Come with me, my friends, to the 28th minute of today's episode of The Bill Simmons Podcast, in which Simmons and co-host Kevin Clark discuss ... well, here, just read the transcription for yourself.
BILL SIMMONS: Alright so Nantz, we were hoping for one of his, ah, classic pre-baked one-liners when Matsuyama won the Masters. I think he was scared off, he felt nervous to me the last 20 minutes, um, cancel culture, I don't, I don't think Nantz even wanted to go near anything. He kept kind of throwing it to Faldo, and then, when Matsuyama hit the—first of all, he, he missed the par putt, he had the, the little two-footer coming back, he made it, he wins, and Nantz basically said, "And Matsuya—Hideki Matsuyama, the first Japanese golfer to win the Masters!" I, I've never heard him put less thought, energy, creativity, anything into one of his calls, and ah, it was a scared Jim Nantz. Let's, let's be honest.KEVIN CLARK: OK. So, you're—let's put you in the booth—SIMMONS: Yeah.CLARK: What do you give us?SIMMONS: So I had it, I had the savvy one. Um. "Heat of the Moment," which was a song that won like five Grammys—CLARK: Yeah.SIMMONS: —by a band called Asia in the '80s.CLARK: Mhm.SIMMONS: I think Nantz could have gone stealth, and done, "It was the heat of the moment! Hideki Matsui [Editor's note: A different Japanese athlete from the golfer who won the Masters on Sunday] is our Masters champion!" Something like that—CLARK: [indistinct gasping sound, as though preparing to hold breath for a long time]SIMMONS: —and then it just would have been really underground, nobody would have even gotten it. Um. But, but he just played it chalk, and, and, you know what, you just signed a new contract, Jim Nantz, we don't want a scared Jim Nantz. Come up with a, some sort of line. Anything? Disappointing.CLARK: [possibly trying to steer this boat out of Racism Canal and into the Sea of Plausible Deniability?] So, Joe House was hoping that Xander Schauffele would win for a DMX reference.SIMMONS: Right, "X gonna—X gonna give it to you," something like that, that would, that actually would have been fitting. It did seem like there was some possible DMX, X stuff, parallel stuff happening.
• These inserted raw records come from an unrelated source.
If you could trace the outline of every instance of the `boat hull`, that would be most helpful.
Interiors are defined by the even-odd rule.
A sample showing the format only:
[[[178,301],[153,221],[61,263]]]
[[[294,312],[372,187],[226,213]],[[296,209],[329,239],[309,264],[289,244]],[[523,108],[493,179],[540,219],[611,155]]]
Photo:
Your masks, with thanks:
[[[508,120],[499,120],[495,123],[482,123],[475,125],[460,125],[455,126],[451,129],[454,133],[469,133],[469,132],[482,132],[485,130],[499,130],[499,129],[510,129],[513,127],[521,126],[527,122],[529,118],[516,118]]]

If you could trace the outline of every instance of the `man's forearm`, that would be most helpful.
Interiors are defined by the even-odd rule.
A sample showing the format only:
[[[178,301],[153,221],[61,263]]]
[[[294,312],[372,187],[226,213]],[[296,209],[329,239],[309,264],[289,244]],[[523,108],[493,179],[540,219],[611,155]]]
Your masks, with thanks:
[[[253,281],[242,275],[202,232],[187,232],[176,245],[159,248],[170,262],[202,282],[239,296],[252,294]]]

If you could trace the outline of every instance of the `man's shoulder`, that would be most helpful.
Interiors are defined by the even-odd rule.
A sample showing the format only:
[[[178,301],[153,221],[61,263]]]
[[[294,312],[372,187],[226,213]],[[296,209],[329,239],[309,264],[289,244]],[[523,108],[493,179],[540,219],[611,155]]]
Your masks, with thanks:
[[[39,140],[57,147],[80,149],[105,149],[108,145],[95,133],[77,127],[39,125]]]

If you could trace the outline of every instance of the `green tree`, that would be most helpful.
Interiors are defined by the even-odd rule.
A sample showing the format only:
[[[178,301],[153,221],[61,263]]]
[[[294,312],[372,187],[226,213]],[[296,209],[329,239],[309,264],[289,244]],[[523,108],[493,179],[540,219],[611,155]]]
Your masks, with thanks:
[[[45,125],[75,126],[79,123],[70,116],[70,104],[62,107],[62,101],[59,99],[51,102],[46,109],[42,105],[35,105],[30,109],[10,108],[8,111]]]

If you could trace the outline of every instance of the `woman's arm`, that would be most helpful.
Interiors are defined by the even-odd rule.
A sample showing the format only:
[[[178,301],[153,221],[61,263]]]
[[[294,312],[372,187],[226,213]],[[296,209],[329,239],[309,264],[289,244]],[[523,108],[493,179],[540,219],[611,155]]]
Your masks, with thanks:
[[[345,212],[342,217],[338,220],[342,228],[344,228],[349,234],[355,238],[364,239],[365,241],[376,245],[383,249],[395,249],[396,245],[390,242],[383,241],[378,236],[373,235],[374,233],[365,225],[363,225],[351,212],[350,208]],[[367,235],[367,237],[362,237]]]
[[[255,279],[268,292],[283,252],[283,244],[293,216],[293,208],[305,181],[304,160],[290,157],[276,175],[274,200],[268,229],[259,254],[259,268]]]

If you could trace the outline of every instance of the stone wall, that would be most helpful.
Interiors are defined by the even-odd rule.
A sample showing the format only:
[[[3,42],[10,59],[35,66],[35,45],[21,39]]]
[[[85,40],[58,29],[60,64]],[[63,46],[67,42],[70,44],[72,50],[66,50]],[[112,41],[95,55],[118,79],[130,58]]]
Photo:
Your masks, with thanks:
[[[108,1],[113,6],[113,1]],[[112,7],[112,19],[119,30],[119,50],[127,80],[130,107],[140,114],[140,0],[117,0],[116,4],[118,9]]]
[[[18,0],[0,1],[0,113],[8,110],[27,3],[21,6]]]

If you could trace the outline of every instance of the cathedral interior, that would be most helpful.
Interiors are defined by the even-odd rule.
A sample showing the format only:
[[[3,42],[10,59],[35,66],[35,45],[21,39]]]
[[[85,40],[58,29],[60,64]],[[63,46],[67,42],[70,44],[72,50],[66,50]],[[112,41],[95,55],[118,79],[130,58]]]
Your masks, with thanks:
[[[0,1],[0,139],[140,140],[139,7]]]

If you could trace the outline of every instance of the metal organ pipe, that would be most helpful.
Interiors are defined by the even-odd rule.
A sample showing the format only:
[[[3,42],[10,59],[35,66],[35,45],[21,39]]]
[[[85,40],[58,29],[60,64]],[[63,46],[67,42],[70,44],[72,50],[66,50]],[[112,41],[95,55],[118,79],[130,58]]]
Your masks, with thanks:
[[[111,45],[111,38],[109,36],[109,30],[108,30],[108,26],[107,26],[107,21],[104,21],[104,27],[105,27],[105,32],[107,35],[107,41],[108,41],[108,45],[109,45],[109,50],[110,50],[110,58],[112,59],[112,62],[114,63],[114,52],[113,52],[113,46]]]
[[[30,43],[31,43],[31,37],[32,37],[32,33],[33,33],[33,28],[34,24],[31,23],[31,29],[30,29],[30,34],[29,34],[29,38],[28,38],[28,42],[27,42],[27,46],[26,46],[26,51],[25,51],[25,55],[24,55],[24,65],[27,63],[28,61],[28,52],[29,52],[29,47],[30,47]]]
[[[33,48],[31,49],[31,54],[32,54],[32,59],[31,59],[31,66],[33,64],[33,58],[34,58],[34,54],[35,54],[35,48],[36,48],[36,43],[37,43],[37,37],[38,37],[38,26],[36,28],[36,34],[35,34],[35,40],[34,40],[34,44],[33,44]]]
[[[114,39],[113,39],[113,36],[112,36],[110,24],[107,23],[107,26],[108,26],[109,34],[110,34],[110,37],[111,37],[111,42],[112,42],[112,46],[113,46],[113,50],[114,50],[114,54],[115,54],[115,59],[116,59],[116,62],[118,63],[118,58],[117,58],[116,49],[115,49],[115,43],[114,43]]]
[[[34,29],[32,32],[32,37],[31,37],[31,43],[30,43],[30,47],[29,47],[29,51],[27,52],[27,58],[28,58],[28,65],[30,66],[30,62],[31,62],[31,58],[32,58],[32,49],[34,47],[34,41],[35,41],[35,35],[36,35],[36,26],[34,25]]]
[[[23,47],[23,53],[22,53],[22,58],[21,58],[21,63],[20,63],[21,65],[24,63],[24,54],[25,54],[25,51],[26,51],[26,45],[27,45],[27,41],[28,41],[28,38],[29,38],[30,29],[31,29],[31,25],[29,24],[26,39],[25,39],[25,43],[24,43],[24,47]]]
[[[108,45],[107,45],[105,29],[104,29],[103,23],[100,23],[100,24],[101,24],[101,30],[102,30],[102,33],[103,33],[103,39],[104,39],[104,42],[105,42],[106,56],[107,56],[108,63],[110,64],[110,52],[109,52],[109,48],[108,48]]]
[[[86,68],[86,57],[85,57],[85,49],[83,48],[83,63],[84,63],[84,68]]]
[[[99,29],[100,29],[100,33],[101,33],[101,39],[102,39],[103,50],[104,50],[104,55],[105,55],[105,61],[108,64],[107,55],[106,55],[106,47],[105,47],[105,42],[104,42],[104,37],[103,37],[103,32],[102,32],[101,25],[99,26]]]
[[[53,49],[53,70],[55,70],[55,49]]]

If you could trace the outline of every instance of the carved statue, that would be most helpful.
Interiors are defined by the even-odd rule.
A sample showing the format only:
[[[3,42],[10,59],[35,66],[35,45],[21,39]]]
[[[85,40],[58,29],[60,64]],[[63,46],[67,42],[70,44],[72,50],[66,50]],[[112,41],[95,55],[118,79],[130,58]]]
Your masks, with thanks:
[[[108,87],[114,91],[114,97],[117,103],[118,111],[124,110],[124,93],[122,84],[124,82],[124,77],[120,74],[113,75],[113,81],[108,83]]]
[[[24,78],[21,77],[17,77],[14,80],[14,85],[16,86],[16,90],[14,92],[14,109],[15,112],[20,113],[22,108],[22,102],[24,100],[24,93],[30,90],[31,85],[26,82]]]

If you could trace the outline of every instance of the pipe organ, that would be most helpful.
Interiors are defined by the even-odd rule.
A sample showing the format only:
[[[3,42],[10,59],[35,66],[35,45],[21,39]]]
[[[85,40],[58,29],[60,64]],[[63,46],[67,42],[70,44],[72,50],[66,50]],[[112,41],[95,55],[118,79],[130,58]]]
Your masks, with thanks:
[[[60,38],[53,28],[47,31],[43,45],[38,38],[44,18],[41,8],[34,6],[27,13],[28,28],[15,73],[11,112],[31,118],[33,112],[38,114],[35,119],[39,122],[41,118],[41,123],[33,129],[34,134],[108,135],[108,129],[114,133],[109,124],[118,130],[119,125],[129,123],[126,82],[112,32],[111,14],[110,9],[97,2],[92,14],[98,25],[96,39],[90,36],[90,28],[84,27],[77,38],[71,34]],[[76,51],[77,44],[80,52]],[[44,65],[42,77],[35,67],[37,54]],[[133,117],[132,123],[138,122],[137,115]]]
Well, there you have it. We don't want a scared Jim Nantz, according to The Ringer's Bill Simmons. We want a Jim Nantz who will make a shitty, stupid, multiply outmoded racist joke about Hideki Matsuyama—apparently the only kind of joke you can make about Hideki Matsuyama, according to Bill Simmons!—on live television at the exact peak of Matsuyama's golf career, with the whole world watching. Cancel culture has taken this away, and that is very disappointing.
A few minutes prior, Simmons reminisced proudly about having discussed with some pals which golf announcer would be the first to refer to runner-up Will Zalatoris as "Clitoris," a word that does not even sound much like "Zalatoris" at all, and suggested that a good nickname for Zalatoris might be "The Z-Spot," which would be a play on the term "the G-spot," which is a whole different part of the human anatomy from the clitoris. The guy's just a real funny guy! A real cut-up. Clark responded with a very terse "Sure."